Reason for non-reproducible measurement: The induced flux of the ambient field is added (3) or subtracted (2) from the residual magnetism on the component (1).

The ideal environment for measuring residual magnetism in assemblies

Idealerwith this method, the components are measured in an almost field-free environment.
This is especially true for assembled assemblies. The induced fields spread very differently in the component and thus prevent an exact measurement.
The initial permeability of a ferromagnetic material can be very high, so that halving the ambient field can already mean a reduction of 5 times the induced field. Accordingly, a shielding factor of 5 is already more than sufficient for a reproducible measurement.
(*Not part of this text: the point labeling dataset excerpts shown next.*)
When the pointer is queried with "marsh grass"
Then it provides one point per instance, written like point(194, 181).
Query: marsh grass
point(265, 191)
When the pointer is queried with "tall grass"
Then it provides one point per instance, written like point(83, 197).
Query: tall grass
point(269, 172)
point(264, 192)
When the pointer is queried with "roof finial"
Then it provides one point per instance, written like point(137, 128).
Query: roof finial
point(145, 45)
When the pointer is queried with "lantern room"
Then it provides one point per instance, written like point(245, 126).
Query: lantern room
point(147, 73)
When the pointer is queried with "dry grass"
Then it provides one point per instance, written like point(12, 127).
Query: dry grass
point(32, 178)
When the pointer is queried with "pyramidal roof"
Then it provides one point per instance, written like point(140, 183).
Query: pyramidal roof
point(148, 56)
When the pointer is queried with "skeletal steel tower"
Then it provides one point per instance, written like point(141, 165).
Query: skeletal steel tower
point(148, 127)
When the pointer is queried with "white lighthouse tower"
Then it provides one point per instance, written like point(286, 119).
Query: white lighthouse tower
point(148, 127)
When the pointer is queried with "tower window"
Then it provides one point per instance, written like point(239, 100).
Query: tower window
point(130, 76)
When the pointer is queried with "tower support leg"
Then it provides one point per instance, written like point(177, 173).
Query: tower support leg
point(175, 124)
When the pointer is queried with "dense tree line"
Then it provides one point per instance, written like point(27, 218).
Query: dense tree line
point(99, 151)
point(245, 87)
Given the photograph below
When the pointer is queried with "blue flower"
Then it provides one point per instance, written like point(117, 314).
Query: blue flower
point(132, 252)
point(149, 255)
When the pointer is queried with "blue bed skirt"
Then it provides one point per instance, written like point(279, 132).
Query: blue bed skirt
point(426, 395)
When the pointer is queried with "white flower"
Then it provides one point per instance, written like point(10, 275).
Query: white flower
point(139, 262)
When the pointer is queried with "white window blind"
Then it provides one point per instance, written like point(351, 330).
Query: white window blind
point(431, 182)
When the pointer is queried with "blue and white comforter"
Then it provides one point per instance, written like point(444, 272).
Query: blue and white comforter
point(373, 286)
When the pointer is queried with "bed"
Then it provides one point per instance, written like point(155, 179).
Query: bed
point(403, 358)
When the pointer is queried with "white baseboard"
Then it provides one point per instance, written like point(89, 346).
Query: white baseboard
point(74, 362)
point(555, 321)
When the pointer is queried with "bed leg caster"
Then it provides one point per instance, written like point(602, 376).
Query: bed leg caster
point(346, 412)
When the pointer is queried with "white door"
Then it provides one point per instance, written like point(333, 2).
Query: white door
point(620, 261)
Shielding can be achieved by means of a zero-gauss chamber – a passive shielding chamber with walls of highly permeable material. However, there is also the possibility of using an active Helmholtz chamber, the sides of which consist of coils which cause the earth’s magnetic field inside to displace homogeneously occurring magnetic fields by means of opposing fields generated by electrically energised coils. The Helmholtz chamber is particularly suitable for larger components.

The zero Gauss chamber reliably shields the ambient field and thus enables reproducible residual magnetism measurements.
Nearly field-free measuring location: The zero Gauss chamber reliably shields the ambient field (1) and thus enables reproducible residual magnetism measurements.

Other measuring methods – Measurement of the magnetic moment

Another way to determine the magnetization of a component is to measure the magnetic moment. Here, the magnetic moment is not measured directly, but the magnetic field exiting the component; this must be measured at a defined distance and in each axis. The magnetic moment can then be calculated using formulas.

Measurement of the magnetic moment: The magnetic flux B is measured at a defined distance from all directions and then the magnetic moment is calculated.

Especially applications in aerospace and research often use the magnetic moment to determine the magnetization. Components of satellites must be inspected in detail, because even the slightest residual magnetism can influence the measuring equipment on the satellite.

For a precise determination of the magnetic moment, the magnetic fields surrounding the component must be measured in the nT range. To avoid measurement errors, the surrounding field must be kept stable during the entire measurement. If the measurement is carried out in a building that is not specially shielded, a motor vehicle passing within 100 meters of the component can influence the measurement result to such an extent that the measurement result becomes unusable. Precise magnetic torque measurements are therefore often carried out in remote locations far away from the external influences of civilisation.